Harry Potter: The book that taught me Polish…

The title of this post is very misleading... I could already speak Polish at an intermediate-ish level before I started reading Harry Potter. However, this experience has really taught me alot!

What and why?

First, some background. Along with my own evolving ideas about language acquisition I've recently (maybe over the last 6 months?) become interested in the ideas of Stephen Krashen and Steve Kaufmann. They both emphasize "comprehensable input" as the primary means to language acquisition. This means reading and listening.

So, I decided that I wanted to read more in Polish. I had two primary goals:

  • To expand my vocabulary.
  • To read something interesting that I would enjoy.

I chose Harry Potter for the following reasons:

  • Its relatively simple: Like it or not, in Polish I read at about a 6th grade level, tops. Before I started reading it, people told me that its simple enough for children but still interesting to adults. I gambled that it'd be easy enough to get the gist without a dictionary.
  • I knew I'd enjoy it: I've really liked all the Harry Potter movies. But! I've never read the books. So, it'd still be interesting because it'd reveal more about a story I already like.

The only major downside is, its not a Polish novel! Well, I didn't know where to start with something Polish. How could I be sure that it'd be at a level that I could understand without a dictionary and that it'd have a story I would enjoy?

Now, of course, I want to read classic literature and works by Polish authors. But everyone has to start somewhere! After successfully reading a few Harry Potter books, I should be able to tackle some weighter stuff.


I am using the following technique: I have two bookmarks. First, I read, purely for enjoyment. I don't bother with words I don't know, I just try to pick-up the meaning from context. I place my first bookmark where I finish reading.

Later, I go back through the pages I read, looking up all the words I don't know, making cards for them in Memorati™. I call this second phase "translating." I place my second bookmark where I finish translating.
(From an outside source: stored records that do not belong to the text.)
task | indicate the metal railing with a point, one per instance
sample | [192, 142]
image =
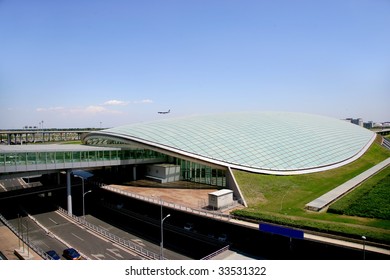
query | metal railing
[158, 201]
[106, 234]
[23, 238]
[216, 253]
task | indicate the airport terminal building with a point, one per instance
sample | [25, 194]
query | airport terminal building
[206, 147]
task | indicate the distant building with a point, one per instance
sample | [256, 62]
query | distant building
[369, 125]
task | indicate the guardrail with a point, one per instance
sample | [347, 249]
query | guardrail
[25, 239]
[106, 234]
[216, 253]
[158, 201]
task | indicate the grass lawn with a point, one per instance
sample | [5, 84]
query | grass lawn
[282, 199]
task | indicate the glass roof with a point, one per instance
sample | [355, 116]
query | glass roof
[267, 142]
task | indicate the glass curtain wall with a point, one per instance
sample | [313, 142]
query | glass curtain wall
[199, 173]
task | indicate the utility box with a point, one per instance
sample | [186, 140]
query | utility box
[163, 173]
[221, 199]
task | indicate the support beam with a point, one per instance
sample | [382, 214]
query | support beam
[69, 191]
[134, 173]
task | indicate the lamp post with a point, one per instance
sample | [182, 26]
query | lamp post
[364, 247]
[84, 193]
[84, 203]
[162, 237]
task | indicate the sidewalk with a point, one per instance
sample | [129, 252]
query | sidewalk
[324, 200]
[9, 242]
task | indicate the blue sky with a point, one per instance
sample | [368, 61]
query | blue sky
[91, 63]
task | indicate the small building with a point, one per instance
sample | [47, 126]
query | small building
[163, 173]
[220, 199]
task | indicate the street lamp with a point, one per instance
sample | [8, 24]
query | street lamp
[84, 193]
[162, 237]
[364, 247]
[84, 203]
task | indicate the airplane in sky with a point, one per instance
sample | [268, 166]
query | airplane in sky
[165, 112]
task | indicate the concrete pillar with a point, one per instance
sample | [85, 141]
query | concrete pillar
[134, 173]
[69, 191]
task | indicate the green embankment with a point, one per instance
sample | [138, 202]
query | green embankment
[281, 199]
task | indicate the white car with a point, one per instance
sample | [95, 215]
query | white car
[189, 226]
[222, 237]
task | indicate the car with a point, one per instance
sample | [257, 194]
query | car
[189, 226]
[53, 255]
[222, 237]
[71, 254]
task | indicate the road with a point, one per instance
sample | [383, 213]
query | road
[50, 231]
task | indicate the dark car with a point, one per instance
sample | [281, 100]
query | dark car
[71, 254]
[53, 255]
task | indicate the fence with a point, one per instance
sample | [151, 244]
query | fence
[25, 239]
[220, 251]
[158, 201]
[123, 242]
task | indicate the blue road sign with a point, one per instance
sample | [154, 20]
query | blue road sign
[289, 232]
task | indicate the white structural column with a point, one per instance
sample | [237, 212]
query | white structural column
[69, 191]
[134, 173]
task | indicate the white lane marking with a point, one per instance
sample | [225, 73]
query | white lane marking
[138, 241]
[53, 221]
[114, 251]
[111, 256]
[77, 236]
[98, 256]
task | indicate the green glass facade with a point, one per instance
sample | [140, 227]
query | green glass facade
[57, 157]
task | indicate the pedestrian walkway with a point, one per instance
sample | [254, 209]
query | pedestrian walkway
[324, 200]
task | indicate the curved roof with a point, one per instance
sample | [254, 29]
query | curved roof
[263, 142]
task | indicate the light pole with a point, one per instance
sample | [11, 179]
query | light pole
[364, 247]
[84, 193]
[84, 203]
[162, 237]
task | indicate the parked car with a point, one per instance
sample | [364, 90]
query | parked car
[71, 254]
[222, 237]
[53, 254]
[189, 226]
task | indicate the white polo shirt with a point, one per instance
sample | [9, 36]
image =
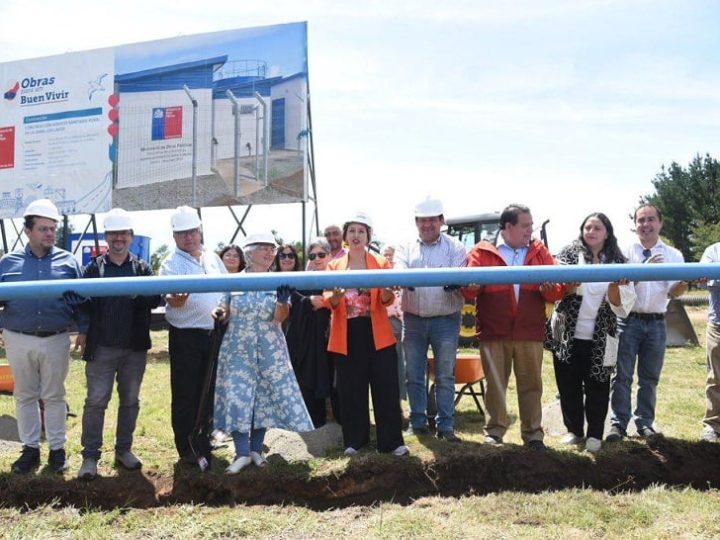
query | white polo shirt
[652, 296]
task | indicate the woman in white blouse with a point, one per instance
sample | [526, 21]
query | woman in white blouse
[582, 333]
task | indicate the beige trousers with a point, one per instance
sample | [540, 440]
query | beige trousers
[499, 359]
[712, 385]
[39, 366]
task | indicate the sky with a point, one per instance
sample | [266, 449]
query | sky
[567, 106]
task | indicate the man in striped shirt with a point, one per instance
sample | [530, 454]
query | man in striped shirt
[431, 317]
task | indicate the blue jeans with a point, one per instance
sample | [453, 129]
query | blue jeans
[644, 340]
[440, 333]
[109, 364]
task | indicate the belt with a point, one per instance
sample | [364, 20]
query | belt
[203, 331]
[647, 316]
[42, 333]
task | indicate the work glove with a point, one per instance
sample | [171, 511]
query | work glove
[73, 299]
[283, 293]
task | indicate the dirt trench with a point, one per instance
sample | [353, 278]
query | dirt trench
[469, 469]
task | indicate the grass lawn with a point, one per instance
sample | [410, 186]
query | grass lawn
[649, 511]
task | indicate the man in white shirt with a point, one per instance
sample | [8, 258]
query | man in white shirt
[711, 421]
[190, 320]
[431, 317]
[642, 334]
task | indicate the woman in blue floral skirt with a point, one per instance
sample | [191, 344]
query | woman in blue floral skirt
[256, 388]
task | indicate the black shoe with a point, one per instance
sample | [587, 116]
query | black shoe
[448, 436]
[57, 461]
[647, 432]
[616, 434]
[29, 459]
[537, 446]
[419, 431]
[493, 440]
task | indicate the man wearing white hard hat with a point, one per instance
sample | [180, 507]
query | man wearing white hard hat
[115, 347]
[37, 338]
[190, 320]
[431, 318]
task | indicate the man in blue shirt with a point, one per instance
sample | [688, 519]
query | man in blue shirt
[37, 338]
[116, 348]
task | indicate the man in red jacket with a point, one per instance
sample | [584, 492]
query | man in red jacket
[511, 326]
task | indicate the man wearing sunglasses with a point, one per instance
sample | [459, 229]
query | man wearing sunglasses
[642, 334]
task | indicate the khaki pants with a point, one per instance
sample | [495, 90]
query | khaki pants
[39, 366]
[712, 386]
[499, 358]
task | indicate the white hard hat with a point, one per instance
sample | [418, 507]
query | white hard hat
[360, 217]
[185, 218]
[42, 208]
[430, 207]
[259, 238]
[117, 219]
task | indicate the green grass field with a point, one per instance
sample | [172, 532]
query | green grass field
[653, 512]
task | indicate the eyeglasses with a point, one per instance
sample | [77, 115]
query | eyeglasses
[187, 233]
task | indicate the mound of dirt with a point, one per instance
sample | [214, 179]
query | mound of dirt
[368, 478]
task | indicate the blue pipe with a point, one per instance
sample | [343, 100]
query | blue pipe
[424, 277]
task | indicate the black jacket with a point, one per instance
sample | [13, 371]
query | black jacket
[113, 311]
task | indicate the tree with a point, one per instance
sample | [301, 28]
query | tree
[687, 199]
[157, 257]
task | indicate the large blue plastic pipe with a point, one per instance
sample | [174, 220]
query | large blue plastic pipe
[362, 278]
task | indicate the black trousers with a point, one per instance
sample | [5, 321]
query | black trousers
[582, 397]
[189, 350]
[362, 367]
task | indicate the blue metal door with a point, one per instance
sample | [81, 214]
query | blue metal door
[277, 129]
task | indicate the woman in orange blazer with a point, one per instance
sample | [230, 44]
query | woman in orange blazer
[362, 341]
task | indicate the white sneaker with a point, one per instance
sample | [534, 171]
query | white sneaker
[258, 459]
[571, 438]
[401, 450]
[593, 445]
[240, 463]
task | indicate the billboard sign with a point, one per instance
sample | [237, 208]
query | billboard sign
[127, 126]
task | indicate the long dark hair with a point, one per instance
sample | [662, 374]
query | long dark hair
[610, 253]
[282, 248]
[238, 251]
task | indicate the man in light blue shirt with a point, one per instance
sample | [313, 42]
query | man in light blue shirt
[190, 320]
[37, 337]
[431, 318]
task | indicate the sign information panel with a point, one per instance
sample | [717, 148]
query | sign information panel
[114, 127]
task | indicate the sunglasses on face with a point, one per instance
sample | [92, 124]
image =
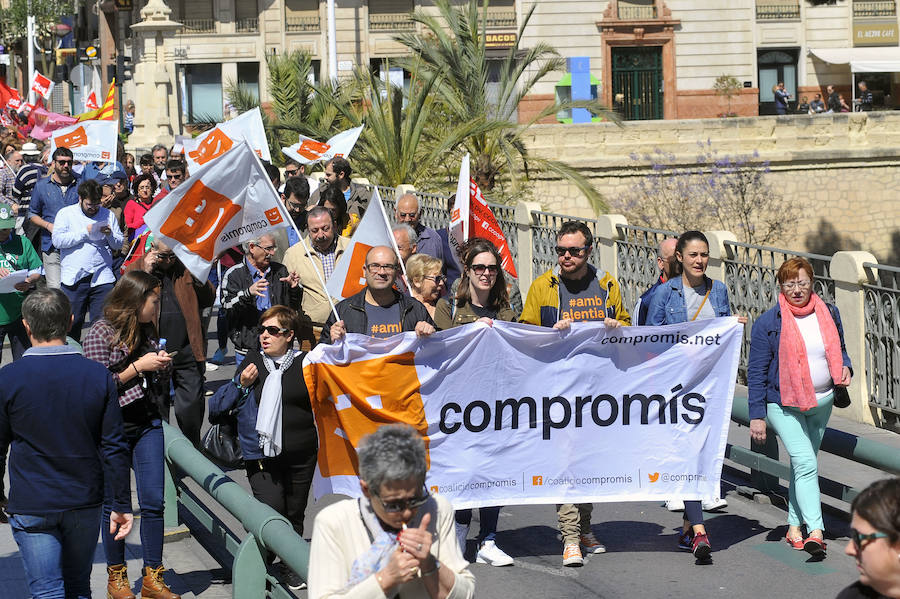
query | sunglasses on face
[574, 252]
[860, 539]
[275, 331]
[401, 505]
[479, 269]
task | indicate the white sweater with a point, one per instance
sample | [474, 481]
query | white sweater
[340, 536]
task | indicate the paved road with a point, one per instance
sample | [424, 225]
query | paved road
[750, 560]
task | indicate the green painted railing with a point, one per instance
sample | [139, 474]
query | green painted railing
[763, 461]
[267, 530]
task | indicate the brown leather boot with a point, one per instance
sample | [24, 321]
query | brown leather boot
[154, 587]
[118, 587]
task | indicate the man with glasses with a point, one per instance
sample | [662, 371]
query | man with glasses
[575, 291]
[50, 195]
[408, 212]
[254, 285]
[182, 301]
[378, 310]
[86, 235]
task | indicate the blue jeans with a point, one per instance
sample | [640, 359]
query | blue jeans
[58, 551]
[147, 460]
[801, 433]
[83, 298]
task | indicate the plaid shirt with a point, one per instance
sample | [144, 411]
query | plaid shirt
[98, 347]
[328, 259]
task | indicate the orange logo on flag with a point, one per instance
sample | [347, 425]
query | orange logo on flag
[312, 149]
[273, 216]
[213, 145]
[199, 218]
[356, 272]
[349, 405]
[74, 139]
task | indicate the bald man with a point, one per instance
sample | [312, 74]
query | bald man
[409, 212]
[378, 310]
[665, 260]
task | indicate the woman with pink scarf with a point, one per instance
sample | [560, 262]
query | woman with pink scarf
[797, 359]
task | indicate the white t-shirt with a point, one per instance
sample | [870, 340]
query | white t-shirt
[815, 354]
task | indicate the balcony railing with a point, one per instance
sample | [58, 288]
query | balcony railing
[875, 8]
[302, 24]
[501, 18]
[777, 12]
[391, 22]
[637, 13]
[248, 25]
[198, 26]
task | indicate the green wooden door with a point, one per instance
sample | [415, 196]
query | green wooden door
[637, 75]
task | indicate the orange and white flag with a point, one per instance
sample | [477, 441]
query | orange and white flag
[224, 203]
[89, 140]
[308, 150]
[215, 142]
[373, 230]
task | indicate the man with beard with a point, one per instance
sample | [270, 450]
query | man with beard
[86, 235]
[183, 300]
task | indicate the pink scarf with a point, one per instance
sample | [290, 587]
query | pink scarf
[793, 365]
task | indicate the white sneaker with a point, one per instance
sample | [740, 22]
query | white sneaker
[489, 553]
[462, 531]
[713, 504]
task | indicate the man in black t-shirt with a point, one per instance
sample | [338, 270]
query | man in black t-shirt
[378, 310]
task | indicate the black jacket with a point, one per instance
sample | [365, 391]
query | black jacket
[240, 306]
[353, 312]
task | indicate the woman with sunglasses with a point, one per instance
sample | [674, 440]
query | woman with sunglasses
[126, 341]
[691, 296]
[875, 542]
[481, 296]
[426, 282]
[797, 359]
[275, 420]
[396, 540]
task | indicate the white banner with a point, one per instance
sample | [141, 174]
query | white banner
[308, 150]
[518, 414]
[226, 202]
[89, 140]
[215, 142]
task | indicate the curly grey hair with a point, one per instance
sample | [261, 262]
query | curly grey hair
[392, 453]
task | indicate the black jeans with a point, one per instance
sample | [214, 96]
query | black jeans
[283, 483]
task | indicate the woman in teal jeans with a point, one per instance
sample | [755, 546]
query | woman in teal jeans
[797, 358]
[691, 296]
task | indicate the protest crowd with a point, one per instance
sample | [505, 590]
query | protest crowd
[109, 286]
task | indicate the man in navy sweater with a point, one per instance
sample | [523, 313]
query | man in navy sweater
[61, 421]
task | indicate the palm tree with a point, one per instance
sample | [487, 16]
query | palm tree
[454, 44]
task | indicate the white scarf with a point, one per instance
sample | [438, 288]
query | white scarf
[268, 419]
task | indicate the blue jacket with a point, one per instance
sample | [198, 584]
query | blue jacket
[668, 307]
[228, 397]
[762, 368]
[61, 420]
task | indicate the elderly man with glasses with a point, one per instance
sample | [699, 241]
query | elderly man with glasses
[183, 300]
[254, 285]
[378, 310]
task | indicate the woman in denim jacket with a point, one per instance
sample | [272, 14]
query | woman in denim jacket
[691, 296]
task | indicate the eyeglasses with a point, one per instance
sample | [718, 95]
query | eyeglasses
[401, 505]
[479, 269]
[858, 539]
[796, 284]
[381, 267]
[577, 252]
[274, 331]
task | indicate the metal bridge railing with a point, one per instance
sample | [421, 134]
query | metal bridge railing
[882, 318]
[267, 530]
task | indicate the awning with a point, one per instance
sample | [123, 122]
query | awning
[862, 60]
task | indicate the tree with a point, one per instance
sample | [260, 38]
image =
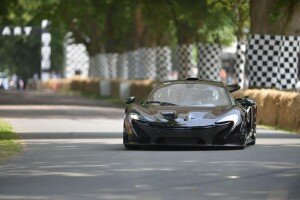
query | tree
[275, 17]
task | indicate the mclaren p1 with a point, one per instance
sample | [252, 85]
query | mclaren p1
[190, 112]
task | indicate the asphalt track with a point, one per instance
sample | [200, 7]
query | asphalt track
[73, 151]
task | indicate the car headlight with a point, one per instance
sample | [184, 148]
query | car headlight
[136, 116]
[234, 118]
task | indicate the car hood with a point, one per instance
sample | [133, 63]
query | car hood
[177, 116]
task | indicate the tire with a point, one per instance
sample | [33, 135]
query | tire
[132, 147]
[253, 140]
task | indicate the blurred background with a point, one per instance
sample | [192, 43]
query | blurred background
[253, 43]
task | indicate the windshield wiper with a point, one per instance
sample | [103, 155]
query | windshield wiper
[162, 103]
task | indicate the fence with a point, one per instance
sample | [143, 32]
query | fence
[271, 61]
When I started, I was also underlining the words I didn't know in pencil during the first reading phase. By the time I read through not quite half the book (page 130-ish or so), I decided that this was too disruptive. I was worried about missing words that I should underline and it interfered with getting into the "reading zone." According to research by Stephen Krashen, the reading zone is very important. So, I've stopped underlining and I've been notably more immersed.

Creating Flash Cards

To date, I've only managed to translate through page 109 (I began, in earnest, around the beginning of January) and create over 1,600 flash cards in Memorati. This part of the process has undergone the most tweaking since it needs to be as efficient as possible to maintain a good ratio between (A) the time I spend doing busy work and (B) the time I spend taking in comprehensible input.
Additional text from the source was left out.